Unincorporated community in Kentucky, United States

David is an unincorporated community and coal town in Floyd County, Kentucky, United States. It bears the postal ZIP code 41616. The U.S. Census of 2000 recorded a population of 435.

==History==
The town was named for David L. Francis, president of Princess Elkhorn Coal Company, which originally built and owned the town.

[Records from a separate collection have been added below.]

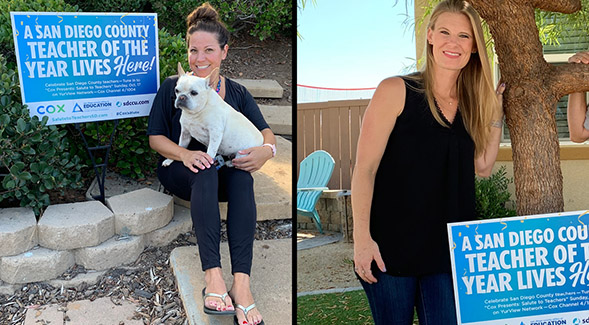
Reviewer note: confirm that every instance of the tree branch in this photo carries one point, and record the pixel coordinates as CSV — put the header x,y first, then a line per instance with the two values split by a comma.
x,y
569,78
564,6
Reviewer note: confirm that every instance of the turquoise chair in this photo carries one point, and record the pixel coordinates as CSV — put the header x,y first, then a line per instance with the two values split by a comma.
x,y
314,174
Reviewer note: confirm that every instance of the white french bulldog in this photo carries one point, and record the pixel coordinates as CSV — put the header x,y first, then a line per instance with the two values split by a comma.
x,y
210,120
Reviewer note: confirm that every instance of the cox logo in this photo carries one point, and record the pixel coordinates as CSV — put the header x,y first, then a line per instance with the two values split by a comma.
x,y
50,109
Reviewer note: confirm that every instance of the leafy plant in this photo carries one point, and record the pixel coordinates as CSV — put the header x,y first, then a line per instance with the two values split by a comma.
x,y
172,50
262,18
493,200
34,158
112,5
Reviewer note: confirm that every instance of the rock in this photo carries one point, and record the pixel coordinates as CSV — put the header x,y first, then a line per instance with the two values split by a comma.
x,y
18,231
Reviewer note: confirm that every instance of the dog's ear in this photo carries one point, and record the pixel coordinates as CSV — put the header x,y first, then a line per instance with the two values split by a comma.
x,y
213,78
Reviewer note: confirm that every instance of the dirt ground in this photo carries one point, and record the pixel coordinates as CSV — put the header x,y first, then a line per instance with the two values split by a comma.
x,y
326,267
250,58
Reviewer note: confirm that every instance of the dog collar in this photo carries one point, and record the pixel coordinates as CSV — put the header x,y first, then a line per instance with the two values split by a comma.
x,y
218,85
272,146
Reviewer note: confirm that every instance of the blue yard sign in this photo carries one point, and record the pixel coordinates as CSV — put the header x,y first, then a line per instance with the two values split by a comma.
x,y
531,270
82,67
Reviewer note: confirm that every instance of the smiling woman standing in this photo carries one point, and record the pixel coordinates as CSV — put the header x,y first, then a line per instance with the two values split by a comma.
x,y
423,138
193,177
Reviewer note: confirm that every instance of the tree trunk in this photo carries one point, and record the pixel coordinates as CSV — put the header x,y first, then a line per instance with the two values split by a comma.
x,y
533,90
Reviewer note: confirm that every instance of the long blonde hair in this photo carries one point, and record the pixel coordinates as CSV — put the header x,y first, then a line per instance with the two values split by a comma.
x,y
475,90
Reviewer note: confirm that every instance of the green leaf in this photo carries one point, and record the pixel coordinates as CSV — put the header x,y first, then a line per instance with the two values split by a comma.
x,y
25,176
21,125
10,184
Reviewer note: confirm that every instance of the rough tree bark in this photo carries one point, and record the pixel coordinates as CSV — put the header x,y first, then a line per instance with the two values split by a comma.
x,y
533,90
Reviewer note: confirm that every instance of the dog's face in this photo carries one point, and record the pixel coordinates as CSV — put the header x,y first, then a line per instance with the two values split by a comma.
x,y
191,93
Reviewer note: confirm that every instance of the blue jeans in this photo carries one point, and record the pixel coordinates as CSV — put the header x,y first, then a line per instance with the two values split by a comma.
x,y
393,298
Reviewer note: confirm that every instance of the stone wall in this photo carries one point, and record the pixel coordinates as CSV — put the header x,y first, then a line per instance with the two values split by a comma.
x,y
90,234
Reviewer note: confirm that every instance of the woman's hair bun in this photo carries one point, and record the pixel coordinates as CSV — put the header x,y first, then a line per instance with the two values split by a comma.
x,y
204,12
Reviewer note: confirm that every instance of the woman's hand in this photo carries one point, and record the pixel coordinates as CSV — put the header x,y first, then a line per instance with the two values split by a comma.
x,y
255,159
365,251
200,159
581,57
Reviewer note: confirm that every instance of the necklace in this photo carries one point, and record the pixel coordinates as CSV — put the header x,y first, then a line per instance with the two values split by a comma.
x,y
218,85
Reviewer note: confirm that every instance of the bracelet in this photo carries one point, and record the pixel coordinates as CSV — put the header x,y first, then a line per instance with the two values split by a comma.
x,y
496,124
271,146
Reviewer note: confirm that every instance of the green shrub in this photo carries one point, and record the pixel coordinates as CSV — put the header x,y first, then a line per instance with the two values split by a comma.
x,y
262,18
112,5
172,50
34,158
492,198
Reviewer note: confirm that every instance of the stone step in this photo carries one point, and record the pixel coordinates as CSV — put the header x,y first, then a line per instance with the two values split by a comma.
x,y
263,88
141,211
113,252
82,312
181,223
272,185
271,281
75,225
18,231
278,117
38,264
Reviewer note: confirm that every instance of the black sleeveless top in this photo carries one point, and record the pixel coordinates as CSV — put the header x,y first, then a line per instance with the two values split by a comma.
x,y
425,180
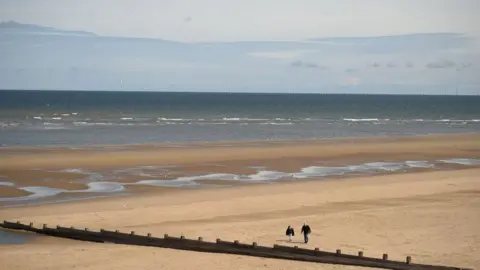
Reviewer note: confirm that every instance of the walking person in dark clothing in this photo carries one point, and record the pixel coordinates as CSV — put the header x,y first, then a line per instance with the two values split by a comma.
x,y
290,232
306,231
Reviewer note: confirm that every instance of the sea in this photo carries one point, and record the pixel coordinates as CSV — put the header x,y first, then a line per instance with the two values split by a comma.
x,y
76,118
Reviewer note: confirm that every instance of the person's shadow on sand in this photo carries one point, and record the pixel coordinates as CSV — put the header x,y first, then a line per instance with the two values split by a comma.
x,y
293,242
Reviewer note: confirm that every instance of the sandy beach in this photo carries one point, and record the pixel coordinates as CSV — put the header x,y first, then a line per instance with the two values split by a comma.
x,y
427,213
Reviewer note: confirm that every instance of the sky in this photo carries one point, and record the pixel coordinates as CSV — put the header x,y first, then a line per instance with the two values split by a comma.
x,y
370,46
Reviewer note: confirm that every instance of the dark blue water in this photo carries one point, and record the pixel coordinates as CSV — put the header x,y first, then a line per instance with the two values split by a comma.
x,y
85,118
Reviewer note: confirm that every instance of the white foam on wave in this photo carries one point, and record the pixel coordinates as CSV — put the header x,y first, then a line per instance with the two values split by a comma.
x,y
385,166
319,171
173,119
266,176
37,193
103,187
462,161
419,164
361,119
243,119
277,123
166,183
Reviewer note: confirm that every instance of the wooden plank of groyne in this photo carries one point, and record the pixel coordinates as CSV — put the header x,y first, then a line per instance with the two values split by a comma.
x,y
220,246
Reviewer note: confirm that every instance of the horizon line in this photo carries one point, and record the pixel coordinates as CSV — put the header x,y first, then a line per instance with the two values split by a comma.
x,y
225,92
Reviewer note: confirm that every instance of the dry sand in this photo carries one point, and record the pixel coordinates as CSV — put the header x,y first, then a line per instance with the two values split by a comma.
x,y
432,216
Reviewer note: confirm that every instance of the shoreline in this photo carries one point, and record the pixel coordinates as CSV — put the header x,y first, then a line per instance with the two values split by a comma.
x,y
56,174
220,143
431,216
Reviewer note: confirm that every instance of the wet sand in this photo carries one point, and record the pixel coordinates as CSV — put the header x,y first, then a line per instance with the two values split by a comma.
x,y
432,216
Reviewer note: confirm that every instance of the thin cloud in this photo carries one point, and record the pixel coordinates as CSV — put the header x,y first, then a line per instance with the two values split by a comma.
x,y
391,65
352,70
303,64
441,64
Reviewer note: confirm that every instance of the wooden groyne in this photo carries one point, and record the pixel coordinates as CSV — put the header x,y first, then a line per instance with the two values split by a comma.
x,y
220,246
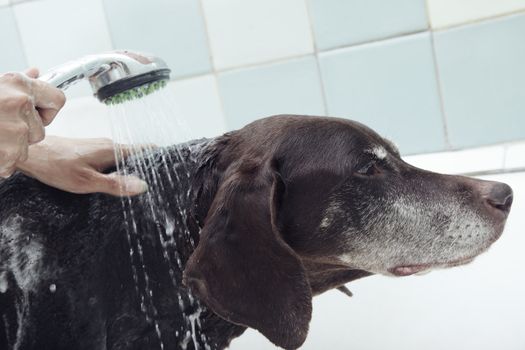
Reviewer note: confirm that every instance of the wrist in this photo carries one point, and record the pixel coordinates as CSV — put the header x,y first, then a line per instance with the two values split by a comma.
x,y
36,154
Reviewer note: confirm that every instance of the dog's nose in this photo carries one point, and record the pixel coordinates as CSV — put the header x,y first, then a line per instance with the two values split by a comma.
x,y
500,197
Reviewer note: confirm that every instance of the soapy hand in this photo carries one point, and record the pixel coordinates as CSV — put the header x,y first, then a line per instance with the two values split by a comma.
x,y
76,165
26,106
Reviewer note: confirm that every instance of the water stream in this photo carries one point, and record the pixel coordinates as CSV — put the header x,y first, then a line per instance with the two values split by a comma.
x,y
144,127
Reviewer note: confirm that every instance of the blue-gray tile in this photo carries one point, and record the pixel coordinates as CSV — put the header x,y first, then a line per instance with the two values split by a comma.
x,y
289,87
482,74
345,22
171,29
12,58
391,87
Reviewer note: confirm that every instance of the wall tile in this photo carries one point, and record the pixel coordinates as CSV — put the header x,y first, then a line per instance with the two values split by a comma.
x,y
391,87
472,160
251,31
172,29
81,117
515,155
56,31
12,58
483,81
290,87
198,103
444,13
346,22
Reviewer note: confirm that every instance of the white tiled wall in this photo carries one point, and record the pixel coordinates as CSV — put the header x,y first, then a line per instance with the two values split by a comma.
x,y
446,13
246,32
434,75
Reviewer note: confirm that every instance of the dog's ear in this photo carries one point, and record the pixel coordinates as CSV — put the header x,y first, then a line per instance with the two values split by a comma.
x,y
242,269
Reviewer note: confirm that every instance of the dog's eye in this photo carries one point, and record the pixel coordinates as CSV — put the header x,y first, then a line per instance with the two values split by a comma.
x,y
369,169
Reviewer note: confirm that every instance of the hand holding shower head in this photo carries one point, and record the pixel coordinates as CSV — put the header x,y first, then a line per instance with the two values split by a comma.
x,y
115,77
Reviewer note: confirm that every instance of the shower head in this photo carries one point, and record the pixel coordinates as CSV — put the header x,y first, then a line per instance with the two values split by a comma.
x,y
115,77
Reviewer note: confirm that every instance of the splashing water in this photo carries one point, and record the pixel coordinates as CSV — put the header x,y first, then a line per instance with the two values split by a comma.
x,y
144,127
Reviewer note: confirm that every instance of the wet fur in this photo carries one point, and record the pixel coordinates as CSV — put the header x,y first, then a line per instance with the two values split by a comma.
x,y
276,215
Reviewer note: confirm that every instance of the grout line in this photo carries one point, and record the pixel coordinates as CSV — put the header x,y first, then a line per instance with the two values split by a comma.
x,y
108,27
19,34
214,71
480,20
316,57
494,172
377,40
264,63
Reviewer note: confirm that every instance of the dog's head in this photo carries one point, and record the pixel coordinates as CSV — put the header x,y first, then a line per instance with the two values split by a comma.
x,y
296,194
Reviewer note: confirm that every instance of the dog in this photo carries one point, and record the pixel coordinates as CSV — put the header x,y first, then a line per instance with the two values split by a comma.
x,y
246,229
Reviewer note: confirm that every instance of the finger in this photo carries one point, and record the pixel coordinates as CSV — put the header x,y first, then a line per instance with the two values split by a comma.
x,y
32,73
36,127
119,185
7,170
128,150
107,159
48,100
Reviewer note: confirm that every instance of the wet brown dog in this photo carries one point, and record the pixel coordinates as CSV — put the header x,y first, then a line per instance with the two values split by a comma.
x,y
279,211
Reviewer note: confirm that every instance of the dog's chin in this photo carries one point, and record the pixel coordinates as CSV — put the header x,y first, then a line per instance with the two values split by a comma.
x,y
421,269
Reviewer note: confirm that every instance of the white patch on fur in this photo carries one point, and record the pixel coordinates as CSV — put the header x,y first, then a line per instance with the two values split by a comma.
x,y
408,231
21,254
378,151
333,210
3,282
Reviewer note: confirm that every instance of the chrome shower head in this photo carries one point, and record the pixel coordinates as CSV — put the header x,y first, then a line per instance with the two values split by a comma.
x,y
115,77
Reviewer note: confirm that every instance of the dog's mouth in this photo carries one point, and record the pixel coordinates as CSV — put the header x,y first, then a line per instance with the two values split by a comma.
x,y
407,270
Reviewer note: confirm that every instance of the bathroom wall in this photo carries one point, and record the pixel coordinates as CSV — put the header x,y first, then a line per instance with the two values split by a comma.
x,y
432,76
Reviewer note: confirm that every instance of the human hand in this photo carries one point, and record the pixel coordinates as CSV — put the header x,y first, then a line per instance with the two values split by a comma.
x,y
76,165
26,106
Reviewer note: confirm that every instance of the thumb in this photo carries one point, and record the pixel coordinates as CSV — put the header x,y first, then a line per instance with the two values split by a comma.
x,y
119,185
32,73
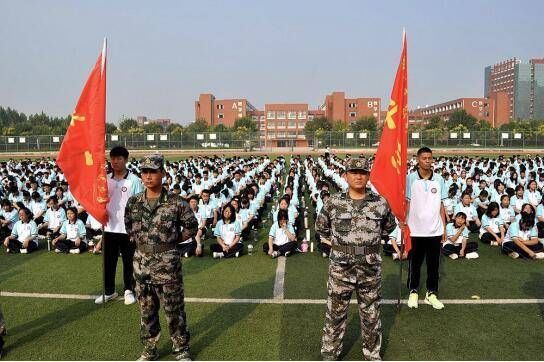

Although it was formerly a company town, it was in many ways a model coal community, with amenities not typical of the region at the time, including a swimming pool, central water and sewer, and cable TV service. The company also supported a children's choir, which toured nationally. When Princess-Elkhorn sold the community in the late 1960s, many of these amenities fell into disrepair, and the housing stock deteriorated from over 100 units to slightly more than 30. The town rallied around a hepatitis outbreak and ultimately purchased the entire village from the investor who owned it. The mechanism for this purchase was the creation of the David Community Development Corporation, which went on to secure funding for a new water and sewer system, a fire station, a new park, and several dozen new homes.

==Geography==
Located in the Appalachian Mountains, it lies on Kentucky Route 404, approximately 100 mi southeast of Lexington.

The Middle Creek Subdivision of CSX Transportation ends in David from nearby Prestonsburg.

==Education==
The David School was featured in the six-hour documentary film Country Boys which was broadcast in Frontline on PBS, about two residents, Chris and Cody, and their life in the poor, rural mountain town.

==Notable person==
- Joe Szakos, community organizer and author, who in 1979 worked on housing development in the community.